Sunday, February 27, 2011

And the Winner Is...

Well, we'll see. Don't have plans to watch the Oscars this evening, to be honest, although I think the Best Picture category is stronger than it's been in a long time. Even so, the Academy criminally overlooked Get Low, as well as Robert Duvall for best actor and Bill Murray for best supporting actor. It lumped True Grit's Hailee Steinfeld into the best supporting actress category, when she's actually the first of the three main cast members to appear onscreen and has a larger role in driving the story than either of the other two.

Colin Firth is likely to win best actor because he performed well but didn't win last year, even though Jeff Bridges and James Franco both topped him. Javier Bardem and Jesse Eiesenberg's presence on the list of nominees is not, as some movie writers suggest, a travesty. It is, however, a mystery.

Natalie Portman is likely to win best actress because she plays a woman losing her mind and acting that out sexually (including a meaningless titillation scene with costar Mila Kunis), which the Academy rarely fails to reward. She's actually the second weakest performance on the nominee list, although on odd-numbered days I'd agree she was the worst and that Nicole Kidman edged her out. Jennifer Lawrence from Winter's Bone ranks at the top of the nominee list.
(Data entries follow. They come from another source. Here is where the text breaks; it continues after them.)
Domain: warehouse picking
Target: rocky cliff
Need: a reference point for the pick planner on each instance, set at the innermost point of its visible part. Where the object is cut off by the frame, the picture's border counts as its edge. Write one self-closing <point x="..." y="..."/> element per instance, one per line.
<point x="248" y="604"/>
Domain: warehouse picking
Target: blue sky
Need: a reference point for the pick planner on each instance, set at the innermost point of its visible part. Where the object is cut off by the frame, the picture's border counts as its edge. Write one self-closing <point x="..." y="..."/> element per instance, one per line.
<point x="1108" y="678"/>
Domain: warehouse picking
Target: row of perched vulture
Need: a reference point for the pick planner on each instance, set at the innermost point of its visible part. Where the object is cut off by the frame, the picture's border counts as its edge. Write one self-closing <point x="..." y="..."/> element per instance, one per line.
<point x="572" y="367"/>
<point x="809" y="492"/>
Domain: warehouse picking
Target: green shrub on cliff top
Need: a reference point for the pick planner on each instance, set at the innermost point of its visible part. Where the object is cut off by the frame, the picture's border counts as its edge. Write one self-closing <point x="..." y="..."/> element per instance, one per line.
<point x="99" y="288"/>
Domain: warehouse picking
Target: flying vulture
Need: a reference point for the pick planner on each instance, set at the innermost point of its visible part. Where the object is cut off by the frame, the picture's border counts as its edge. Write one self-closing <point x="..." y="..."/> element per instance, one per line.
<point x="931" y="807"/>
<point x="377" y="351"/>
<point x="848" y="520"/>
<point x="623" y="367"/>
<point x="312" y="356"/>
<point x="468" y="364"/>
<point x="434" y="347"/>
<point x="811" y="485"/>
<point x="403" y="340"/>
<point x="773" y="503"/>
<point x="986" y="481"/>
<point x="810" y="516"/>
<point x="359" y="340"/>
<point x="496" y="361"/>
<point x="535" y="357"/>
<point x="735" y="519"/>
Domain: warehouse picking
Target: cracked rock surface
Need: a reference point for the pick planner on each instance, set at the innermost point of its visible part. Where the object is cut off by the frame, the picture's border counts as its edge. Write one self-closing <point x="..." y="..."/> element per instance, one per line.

The King's Speech, starring Firth, is considered the favorite for best picture. It's certainly not a bad movie, but there's nothing about it that couldn't be seen on any Masterpiece Theatre production on PBS. The only ones of the ten that would rank as Crash-level head-scratchers would be Inception, Black Swan or The Social Network. The first is a dazzling spectacle without much of a story at its center, the second's an un-dazzling spectacle without much of a story at its center and the third tries to make me care about a fictionalized version of the creation of Facebook, and I don't. If I go with the one I liked best (which is what Academy voters will do anyway), I'd take True Grit, Toy Story 3 or Winter's Bone.

For best supporting actor and actress, I'll take my lead from Mr. Murray, who used to do an Oscar prediction bit on Saturday Night Live's "Weekend Update" sketch: "Who cares?"

ETA: But Bob Hope rocked ;-)

2 comments:

philip vm said...

yeahhhhh...i'm gonna have to disagree with you on firth: i think he won fair and square. bridges lost points with me for being unintelligible. (it's kind of hard to judge the performance when you can make out half the words.) and franco was perfectly good...but i never really saw the "best actor" thing for him.

but you're right that duvall was robbed...as was murray. it's funny: i didn't really like "get low," but i thought they were both terrific in it.

how bad was that telecast, last night?

Friar said...

I had it on in the other room and just drifted in and out when something sounded interesting (like Bob Hope). It sounded awful ;-)

I can certainly live with Firth; some of my "meh" probably leaks over from my response to the movie itself. He's a quality actor with a lot of versatility.